IEA Analyse nach Themenbereichen
Treibhausgasemissionen
Österreich hat sich verpflichtet seine Treibhausgasemission bis 2020 um 16% gegenüber 2005 zu reduzieren (Europäisches Emissionshandelssystems ETS), seit 2016 steigen die Emission jedoch wieder signifikant, was vor allem auf den Verkehrssektor zurückzuführen ist. Für 2030 hat sich Österreich verpflichtet seine Emissionen um 36% zu reduzieren. Die IEA schätzt, dass Österreich nur 27% erreichen könnte, wenn die Anstrengungen nicht deutlich erhöht werden.
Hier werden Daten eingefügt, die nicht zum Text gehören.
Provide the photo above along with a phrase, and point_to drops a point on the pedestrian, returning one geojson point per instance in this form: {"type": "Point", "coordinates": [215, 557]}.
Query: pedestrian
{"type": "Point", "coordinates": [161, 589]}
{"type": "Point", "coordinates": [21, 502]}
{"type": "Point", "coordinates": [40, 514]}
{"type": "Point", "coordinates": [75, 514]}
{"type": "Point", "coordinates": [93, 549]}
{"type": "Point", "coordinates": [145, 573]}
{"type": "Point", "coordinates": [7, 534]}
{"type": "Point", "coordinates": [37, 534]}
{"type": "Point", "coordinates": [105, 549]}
Österreich hat sich mit dem Regierungsprogramm 2020-2024 ein weiteres ambitioniertes Ziel, der C02-Neutralität im Jahr 2040, gesetzt. Die integrierte Österreichische Klima- und Energiestrategie #mission2030, sowie der Nationale Energie- und Klimaplan für Österreich (NEKP) zur Umsetzung dieser bis 2030 liegen bereits vor. Darin vorgesehene Maßnahmen wie ein Klimaschutzgesetz mit verbindlichen Zielen (auf Bundes und Landesebene) werden von der IEA als wichtig eingeschätzt.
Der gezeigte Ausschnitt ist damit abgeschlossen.